- Gilead agreed to supply European Union countries with enough doses of the COVID-19 medicine remdesivir to treat about 30,000 patients.
- The July 28 contract is worth 63 million euros, or about $74 million, and calls for shipments to begin in early August, the European Commission said in a Wednesday statement announcing the agreement.
- European authorities are also making plans to secure more doses of the drug, which was the first authorized in the EU to treat the disease caused by the new coronavirus. Supplies are currently tight, with the U.S. reserving nearly all available doses in July.
Europe is jumping into what's become an international competition to gain access to remdesivir, sold by Gilead as Veklury. Both the EU and the U.S. have allowed the medicine to be used as an emergency treatment after early research showed the drug could help treat COVID-19.
The U.S. moved quickly to lock down supplies from the California biotech, announcing a deal in June to secure all of Gilead's production in July and 90% in both August and September. That amounted to more than 500,000 treatment courses of the medicine, on top of the hundreds of thousands of doses that Gilead had donated to the U.S. earlier in the year.
Gilead is racing to speed up production, but doing so isn't easy because of the complicated steps involved in manufacturing remdesivir. In April, the company said it had reduced the time required for production to between six to eight months, down from nine to 12 months previously.
Remdesivir can help patients hospitalized with COVID-19 recover more quickly, according to results first announced in April from a study sponsored by the National Institute of Allergy and Infectious Diseases.
A few days later, the Food and Drug Administration granted an emergency use authorization for the medicine.
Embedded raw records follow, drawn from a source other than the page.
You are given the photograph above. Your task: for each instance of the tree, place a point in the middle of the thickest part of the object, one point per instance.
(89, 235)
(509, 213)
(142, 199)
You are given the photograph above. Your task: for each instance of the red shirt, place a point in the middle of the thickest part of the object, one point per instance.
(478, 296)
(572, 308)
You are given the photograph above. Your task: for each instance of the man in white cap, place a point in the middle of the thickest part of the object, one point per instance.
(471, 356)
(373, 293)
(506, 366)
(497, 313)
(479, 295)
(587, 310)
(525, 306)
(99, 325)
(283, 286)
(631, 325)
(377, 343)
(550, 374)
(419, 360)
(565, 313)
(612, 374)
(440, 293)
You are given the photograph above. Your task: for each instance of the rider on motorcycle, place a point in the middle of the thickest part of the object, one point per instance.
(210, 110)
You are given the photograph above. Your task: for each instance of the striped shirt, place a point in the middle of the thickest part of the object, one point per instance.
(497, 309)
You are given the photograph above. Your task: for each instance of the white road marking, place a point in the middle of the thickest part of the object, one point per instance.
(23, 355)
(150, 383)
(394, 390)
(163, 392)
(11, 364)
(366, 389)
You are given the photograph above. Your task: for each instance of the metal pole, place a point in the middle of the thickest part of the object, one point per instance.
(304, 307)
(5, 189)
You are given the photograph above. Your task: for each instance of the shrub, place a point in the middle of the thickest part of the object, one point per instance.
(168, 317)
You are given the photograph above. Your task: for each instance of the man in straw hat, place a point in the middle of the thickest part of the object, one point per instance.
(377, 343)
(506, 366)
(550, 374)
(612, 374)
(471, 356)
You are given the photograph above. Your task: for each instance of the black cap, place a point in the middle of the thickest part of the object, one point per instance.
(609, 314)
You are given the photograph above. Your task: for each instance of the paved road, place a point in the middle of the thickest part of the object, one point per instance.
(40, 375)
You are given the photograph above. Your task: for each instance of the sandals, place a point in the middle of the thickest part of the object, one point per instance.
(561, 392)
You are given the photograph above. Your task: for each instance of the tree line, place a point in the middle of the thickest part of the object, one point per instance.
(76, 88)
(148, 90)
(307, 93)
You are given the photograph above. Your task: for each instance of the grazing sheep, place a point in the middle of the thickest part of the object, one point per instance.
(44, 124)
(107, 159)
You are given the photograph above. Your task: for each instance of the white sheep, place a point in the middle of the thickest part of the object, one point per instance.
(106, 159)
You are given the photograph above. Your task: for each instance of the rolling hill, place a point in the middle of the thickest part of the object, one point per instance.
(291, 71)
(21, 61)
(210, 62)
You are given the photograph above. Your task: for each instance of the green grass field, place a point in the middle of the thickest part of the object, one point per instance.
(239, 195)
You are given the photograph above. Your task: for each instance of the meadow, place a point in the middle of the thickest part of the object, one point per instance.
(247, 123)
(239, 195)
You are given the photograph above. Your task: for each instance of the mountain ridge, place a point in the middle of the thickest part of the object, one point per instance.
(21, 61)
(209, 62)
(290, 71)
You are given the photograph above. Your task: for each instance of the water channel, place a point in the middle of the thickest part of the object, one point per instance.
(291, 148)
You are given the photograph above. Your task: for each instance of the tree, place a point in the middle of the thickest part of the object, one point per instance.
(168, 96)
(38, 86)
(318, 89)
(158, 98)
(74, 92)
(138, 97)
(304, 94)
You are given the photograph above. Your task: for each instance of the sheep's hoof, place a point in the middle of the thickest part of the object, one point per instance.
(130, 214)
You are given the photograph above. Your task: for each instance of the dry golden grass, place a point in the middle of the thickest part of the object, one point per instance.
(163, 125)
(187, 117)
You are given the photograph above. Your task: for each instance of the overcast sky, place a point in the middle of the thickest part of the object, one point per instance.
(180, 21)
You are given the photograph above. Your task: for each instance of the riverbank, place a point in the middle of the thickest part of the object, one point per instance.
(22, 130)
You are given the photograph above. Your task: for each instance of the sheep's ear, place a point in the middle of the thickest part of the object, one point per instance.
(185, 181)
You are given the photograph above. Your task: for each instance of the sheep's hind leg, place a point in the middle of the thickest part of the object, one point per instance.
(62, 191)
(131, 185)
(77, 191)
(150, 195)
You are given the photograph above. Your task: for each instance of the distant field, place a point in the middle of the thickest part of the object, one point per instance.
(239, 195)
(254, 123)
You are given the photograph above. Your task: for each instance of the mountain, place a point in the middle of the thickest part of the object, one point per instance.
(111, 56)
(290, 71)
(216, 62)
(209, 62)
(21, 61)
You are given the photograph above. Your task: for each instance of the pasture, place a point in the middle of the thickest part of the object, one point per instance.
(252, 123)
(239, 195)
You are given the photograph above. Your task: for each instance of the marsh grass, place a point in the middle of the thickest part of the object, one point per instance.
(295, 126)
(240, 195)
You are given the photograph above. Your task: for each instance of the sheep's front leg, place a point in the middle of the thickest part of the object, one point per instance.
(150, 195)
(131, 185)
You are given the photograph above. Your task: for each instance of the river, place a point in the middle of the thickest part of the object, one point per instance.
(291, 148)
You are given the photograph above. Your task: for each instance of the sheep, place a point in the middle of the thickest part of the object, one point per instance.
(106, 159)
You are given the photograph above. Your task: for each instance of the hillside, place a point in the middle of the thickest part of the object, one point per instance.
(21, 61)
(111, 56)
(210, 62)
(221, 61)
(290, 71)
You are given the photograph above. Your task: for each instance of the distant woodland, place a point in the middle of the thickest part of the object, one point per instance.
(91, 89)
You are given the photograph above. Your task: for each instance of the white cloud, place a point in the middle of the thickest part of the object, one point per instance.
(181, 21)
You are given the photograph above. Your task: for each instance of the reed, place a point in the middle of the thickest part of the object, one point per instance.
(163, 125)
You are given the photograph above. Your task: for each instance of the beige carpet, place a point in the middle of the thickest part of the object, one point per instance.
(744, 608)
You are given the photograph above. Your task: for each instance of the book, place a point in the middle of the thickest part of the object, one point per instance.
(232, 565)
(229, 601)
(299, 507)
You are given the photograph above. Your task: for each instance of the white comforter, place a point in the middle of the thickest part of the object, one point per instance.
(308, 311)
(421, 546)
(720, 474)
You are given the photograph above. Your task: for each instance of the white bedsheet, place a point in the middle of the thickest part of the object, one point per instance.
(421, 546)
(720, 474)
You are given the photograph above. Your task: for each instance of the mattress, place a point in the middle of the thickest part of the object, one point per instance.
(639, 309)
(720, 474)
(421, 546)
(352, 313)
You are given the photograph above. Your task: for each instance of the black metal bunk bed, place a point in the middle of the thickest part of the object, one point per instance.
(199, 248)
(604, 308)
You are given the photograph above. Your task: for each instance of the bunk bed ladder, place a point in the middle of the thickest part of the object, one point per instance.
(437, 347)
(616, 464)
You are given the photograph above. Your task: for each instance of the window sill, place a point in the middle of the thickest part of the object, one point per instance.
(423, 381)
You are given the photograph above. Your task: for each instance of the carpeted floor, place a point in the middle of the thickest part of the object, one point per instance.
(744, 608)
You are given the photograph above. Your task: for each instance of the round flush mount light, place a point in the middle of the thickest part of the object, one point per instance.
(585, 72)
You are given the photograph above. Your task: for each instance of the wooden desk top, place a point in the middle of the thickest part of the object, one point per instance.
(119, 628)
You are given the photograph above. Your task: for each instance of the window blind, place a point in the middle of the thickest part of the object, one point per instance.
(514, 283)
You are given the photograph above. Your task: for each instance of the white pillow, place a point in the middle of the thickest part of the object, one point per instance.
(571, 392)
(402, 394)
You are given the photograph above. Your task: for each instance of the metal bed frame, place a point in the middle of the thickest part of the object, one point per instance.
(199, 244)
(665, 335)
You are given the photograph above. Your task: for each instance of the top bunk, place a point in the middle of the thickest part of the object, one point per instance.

And Gilead said it would donate its existing supply for clinical trials, compassionate use and expanded access programs.
Gilead shipped the last of the donated treatment courses in late June and then announced it would charge between $2,340 and $3,120 for a typical patient going forward. The pricing suggested the company would make a profit, potentially setting a standard for the industry.
The U.S. Health and Human Services department said hospitals would pay no more than $3,200 per treatment course under its agreement. The European Commission contract with Gilead works out to about 2,100 euros, or about $2,469, per treatment course.
The commission also said it will continue to monitor remdesivir's safety and has asked Gilead to submit final reports from studies to European regulators by December 2020. It expects further data from the company on remdesivir's safety and effectiveness in August.